Had this in a cafe recently - was so yummy! Would love to try to make it - I prefer recipes to have either no or very little cream (gives me a tummy ache) and the only ones I could find in my books had cream. Thanks in anticipation :)
cookessentials,
Jul 26, 5:50pm
I do a cauliflower and blue cheese which is very nice.
Add a 1 teasp ground cumin and 1 teasp curry powder to 2 cloves chopped garlic and i large chopped onion and fry in a little olive oil until onion softens. Add 1 chopped cauliflower and 1 chopped potato and stir. Add 1 litre of vege or chicken stock and cook until veges soft. Process in a liquidizer or with a stick blenderr until smooth, season with S & P to taste. Add enough milk to make to thin, add chopped parsley and serve with toast or a bread roll. You can add ceam instead of milk if prefered. Sometimes I add some chopped spinach before adding the milk and heat through.
motorbo,
Jul 27, 2:38am
the best ive ever had was an old Australian womans weekly recipe, it was pretty much your onion softened in butter, add flour for a roux, stock and cauli and then blitz and add cream to finish
bev00,
Jul 27, 6:27am
Caulis abundant and cheap at mo
groomingtools,
Jul 27, 5:07pm
Cauliflower and Blue Cheese is called Creme du Barry and is fabulous and easy to make - I dont use cream
sampa,
Jul 27, 7:47pm
What's a good blue cheese to use for this? Considering making it this week.
Thanks.
2spotties,
Jul 27, 7:55pm
1Tbsp olive oil 1 Onion chopped 1 garlic clove thinly sliced or 1tsp mince garlic 500g cauliflower (round about half a head) 1 carrot roughly chopped 3 cups chicken or vege stock 400g can cannellini beans drained and rinsed
1. Heat oil in a large saucepan on medium hat. Saute onion and garlic for 4-5mins until tender 2. Add cauliflower and carrot to pan. Cover with stock. Bring to the boil. Reduce heat to low and simmer, covered for 15-20mins until tender. 3. Stir beans through. Using a hand blender process until smooth. Season to taste. 4. Serve topped with parsley.

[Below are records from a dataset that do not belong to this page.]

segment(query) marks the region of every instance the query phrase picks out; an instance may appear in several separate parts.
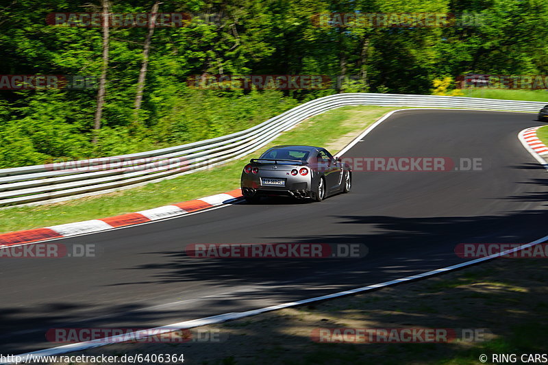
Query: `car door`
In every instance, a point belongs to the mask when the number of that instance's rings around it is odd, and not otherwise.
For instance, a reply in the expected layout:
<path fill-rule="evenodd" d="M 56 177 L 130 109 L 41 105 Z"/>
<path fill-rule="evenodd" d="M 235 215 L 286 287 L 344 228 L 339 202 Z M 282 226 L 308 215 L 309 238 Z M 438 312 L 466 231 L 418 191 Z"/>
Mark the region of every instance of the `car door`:
<path fill-rule="evenodd" d="M 324 172 L 327 191 L 337 190 L 340 186 L 341 168 L 340 164 L 325 149 L 318 151 L 318 166 Z"/>

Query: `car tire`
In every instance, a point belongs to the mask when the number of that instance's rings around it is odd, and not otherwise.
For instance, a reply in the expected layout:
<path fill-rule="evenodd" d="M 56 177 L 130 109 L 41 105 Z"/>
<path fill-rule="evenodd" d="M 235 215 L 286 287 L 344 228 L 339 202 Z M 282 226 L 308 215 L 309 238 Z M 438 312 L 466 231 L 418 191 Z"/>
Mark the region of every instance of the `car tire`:
<path fill-rule="evenodd" d="M 352 188 L 352 173 L 347 171 L 345 175 L 345 182 L 342 186 L 342 192 L 349 192 Z"/>
<path fill-rule="evenodd" d="M 315 201 L 321 201 L 325 197 L 325 180 L 323 177 L 320 177 L 318 180 L 317 192 L 315 194 L 314 200 Z"/>

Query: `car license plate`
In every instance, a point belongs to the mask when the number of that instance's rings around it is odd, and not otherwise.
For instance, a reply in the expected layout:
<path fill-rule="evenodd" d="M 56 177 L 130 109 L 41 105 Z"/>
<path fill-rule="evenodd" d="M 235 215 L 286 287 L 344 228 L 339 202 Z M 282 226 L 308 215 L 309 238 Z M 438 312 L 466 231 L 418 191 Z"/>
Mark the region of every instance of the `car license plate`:
<path fill-rule="evenodd" d="M 285 181 L 284 179 L 265 179 L 263 177 L 262 179 L 262 185 L 277 185 L 283 186 L 285 185 Z"/>

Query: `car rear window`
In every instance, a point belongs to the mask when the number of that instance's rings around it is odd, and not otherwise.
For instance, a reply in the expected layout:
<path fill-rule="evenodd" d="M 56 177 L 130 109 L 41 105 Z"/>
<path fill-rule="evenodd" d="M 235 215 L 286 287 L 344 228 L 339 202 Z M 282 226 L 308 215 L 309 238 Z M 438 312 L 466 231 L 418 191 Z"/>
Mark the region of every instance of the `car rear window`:
<path fill-rule="evenodd" d="M 310 151 L 299 149 L 271 149 L 267 151 L 260 158 L 270 158 L 280 160 L 300 160 L 306 161 L 308 158 Z"/>

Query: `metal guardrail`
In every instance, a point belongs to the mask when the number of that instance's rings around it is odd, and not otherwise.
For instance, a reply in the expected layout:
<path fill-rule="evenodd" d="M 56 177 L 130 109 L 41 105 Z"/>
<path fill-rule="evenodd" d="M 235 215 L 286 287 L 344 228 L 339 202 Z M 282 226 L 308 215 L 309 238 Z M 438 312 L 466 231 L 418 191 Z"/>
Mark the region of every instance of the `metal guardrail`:
<path fill-rule="evenodd" d="M 0 169 L 0 207 L 53 203 L 173 179 L 243 157 L 310 116 L 360 105 L 538 112 L 546 103 L 436 95 L 329 95 L 216 138 L 138 153 Z"/>

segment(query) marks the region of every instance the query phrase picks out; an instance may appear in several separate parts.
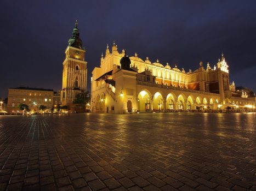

This soup is really yum and easy to make, it has a lovely creamy texture thanks to the beans. Definitely worth a try this one. Think I got this from a womans weekly type mag.
jill117,
Jul 28, 12:28am
I roast the cauliflower first, until golden. It gives a nicer flavour to the soup imho.
gennie,
Feb 13, 11:42am
Had Cauliflower and bacon soup for dinner tonight. Basically softened onions, bacon (about 4 slices chopped then cooked with onion), chicken stock (about 1 litre) and half a cauliflower. Cook. Blitz. Yum. (Adjust stock for thickness). Very very easy.